Fechten : Fechterinnen legen Fehlstart hin

Zum Auftakt der Fecht-Europameisterschaft in Sheffield mussten die Dormagenerinnen Stefanie Kubissa und Anna Limbach früh die Segel streichen. Kubissa setzte sich immerhin im internen Duell gegen Dauerrivalin Bujdoso durch

Von einer Pleite zum Auftakt der Fecht-Europameisterschaften am Freitag im englischen Sheffield mochte Olaf Kawald nicht sprechen. Doch seine Enttäuschung über das Abschneiden von Stefanie Kubissa und Anna Limbach, die im Säbelwettbewerb der Damen nicht über die Plätze 28 und 33 hinauskamen, konnte der Fecht-Koordinator des TSV Bayer Dormagen nur schlecht verhehlen.

"Es ist halt ein bisschen unglücklich gelaufen", meinte Kawald. Und dachte dabei nicht nur an die hauchdünne 14:15-Niederlage von Anna Limbach gegen die Polin Kataryna Kedziora, die ein Aufrücken der 21 Jahre alten, jüngeren Schwester von Vize-Weltmeister Nicolas Limbach in die Runde der besten 32 Säbelspezialistinnen verhinderte.

Auch Stefanie Kubissa war, wie meist bei einem Auftritt der 26-Jährigen bei einer Europameisterschaft, nicht gerade vom Glück verfolgt. Denn die Dormagenerin, die im vergangenen November mit Platz sechs bei den Weltmeisterschaften in Paris ihren bislang größten Erfolg auf der internationalen Fechtbühne gefeiert hatte, traf in eben dieser Runde der besten 32 auf die Ukrainerin Olena Khomorova — und die hatte in Paris die Bronzemedaille gewonnen.

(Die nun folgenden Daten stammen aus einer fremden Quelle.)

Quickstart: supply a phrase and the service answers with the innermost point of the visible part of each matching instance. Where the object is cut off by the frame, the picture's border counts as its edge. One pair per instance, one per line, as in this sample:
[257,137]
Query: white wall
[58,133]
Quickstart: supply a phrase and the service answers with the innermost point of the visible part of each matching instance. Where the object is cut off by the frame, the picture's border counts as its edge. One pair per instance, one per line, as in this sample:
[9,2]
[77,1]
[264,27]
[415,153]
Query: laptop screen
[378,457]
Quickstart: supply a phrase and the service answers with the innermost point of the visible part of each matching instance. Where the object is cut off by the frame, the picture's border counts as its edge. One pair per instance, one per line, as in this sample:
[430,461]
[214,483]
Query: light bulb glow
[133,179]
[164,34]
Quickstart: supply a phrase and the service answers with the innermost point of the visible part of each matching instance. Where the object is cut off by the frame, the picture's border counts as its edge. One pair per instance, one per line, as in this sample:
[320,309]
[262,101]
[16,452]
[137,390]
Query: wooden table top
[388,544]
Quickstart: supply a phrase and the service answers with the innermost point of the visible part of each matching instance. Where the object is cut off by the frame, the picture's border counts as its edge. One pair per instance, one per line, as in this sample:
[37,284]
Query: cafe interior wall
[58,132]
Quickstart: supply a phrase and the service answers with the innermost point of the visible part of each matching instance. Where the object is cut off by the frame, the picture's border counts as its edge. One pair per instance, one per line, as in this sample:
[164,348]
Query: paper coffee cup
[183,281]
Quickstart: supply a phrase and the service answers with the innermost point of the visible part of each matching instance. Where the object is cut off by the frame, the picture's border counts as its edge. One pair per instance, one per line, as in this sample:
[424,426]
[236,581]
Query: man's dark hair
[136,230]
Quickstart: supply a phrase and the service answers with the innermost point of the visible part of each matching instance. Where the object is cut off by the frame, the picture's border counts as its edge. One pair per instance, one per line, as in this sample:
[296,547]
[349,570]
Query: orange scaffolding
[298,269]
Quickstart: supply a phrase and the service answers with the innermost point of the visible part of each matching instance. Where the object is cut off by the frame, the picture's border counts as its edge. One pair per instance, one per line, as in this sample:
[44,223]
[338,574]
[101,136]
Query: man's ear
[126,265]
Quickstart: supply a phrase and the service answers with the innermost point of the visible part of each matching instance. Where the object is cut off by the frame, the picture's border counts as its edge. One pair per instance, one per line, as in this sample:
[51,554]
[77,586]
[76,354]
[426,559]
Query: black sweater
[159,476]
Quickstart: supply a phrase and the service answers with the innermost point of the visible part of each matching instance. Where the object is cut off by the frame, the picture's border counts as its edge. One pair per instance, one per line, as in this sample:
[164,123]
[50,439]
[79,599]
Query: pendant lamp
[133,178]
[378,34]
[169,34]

Kubissa war bei der 7:15-Niederlage chancenlos und platzierte sich als 28. immerhin zwei Ränge besser als vor Jahresfrist in Leipzig. Der WM-Dritten nutzte ihr Sieg allerdings wenig, Khomorova musste sich im Endklassement mit dem zehnten Platz begnügen.

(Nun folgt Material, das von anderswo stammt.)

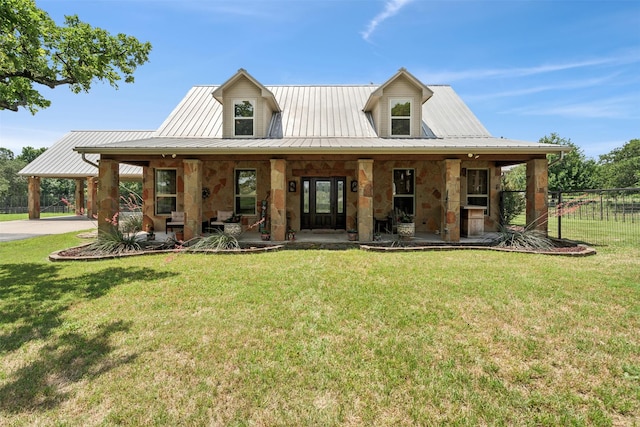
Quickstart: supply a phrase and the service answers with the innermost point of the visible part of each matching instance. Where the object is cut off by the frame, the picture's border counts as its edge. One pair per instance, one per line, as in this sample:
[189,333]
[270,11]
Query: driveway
[24,229]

Ihre Gegnerin hatte eine Runde zuvor immerhin einen Prestigeerfolg errungen, als sie ihre Dauerrivalin Alexandra Bujdoso mit 15:14 aus dem Rennen warf. Die Koblenzerin gilt als Kubissas schärfste Rivalin im Kampf um einen Startplatz bei den Olympischen Spielen im kommenden Jahr in London. Bei den nationalen Titelkämpfen hatte die Dormagerin im Finale noch mit 12:15 das Nachsehen gehabt.

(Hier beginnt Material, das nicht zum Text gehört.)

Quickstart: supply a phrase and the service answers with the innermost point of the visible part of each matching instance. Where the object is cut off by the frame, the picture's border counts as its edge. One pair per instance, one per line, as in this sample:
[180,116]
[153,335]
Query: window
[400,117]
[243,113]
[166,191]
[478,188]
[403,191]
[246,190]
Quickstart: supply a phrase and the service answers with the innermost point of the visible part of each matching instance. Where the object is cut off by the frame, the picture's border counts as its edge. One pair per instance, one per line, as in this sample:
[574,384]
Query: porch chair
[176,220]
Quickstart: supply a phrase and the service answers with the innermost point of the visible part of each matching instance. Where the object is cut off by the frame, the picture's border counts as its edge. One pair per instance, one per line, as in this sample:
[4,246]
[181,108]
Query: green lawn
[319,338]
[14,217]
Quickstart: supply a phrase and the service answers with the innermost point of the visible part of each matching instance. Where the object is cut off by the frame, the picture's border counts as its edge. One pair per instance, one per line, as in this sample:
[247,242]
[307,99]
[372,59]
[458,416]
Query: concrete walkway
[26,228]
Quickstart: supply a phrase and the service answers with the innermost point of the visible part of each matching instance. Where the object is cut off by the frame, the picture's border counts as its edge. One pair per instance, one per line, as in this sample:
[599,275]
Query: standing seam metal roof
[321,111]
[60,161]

"Bujdoso zu schlagen ist nicht schlecht, aber dass die beiden schon so früh aufeinander getroffen sind, ist schon unglücklich", meint Kawald, der das Abschneiden des Dormagener Aushängeschildes in Sachen Frauenfechten jedoch nicht tragisch nahm: "Ihre Chancen auf eine Olympiateilnahme haben sich dadurch zumindest nicht verschlechtert. Viel wichtiger als die EM sind die Weltmeisterschaften Anfang Oktober in Catania."

Morgen werden die Titelkämpfe in Sheffield aus Dormagener Sicht fortgesetzt, wenn die Einzelkonkurrenz der Herren auf dem Programm steht. In die geht Nicolas Limbach als Medaillenkandidat, Benedikt Wagner und Max Hartung hoffen auf einen Finalplatz.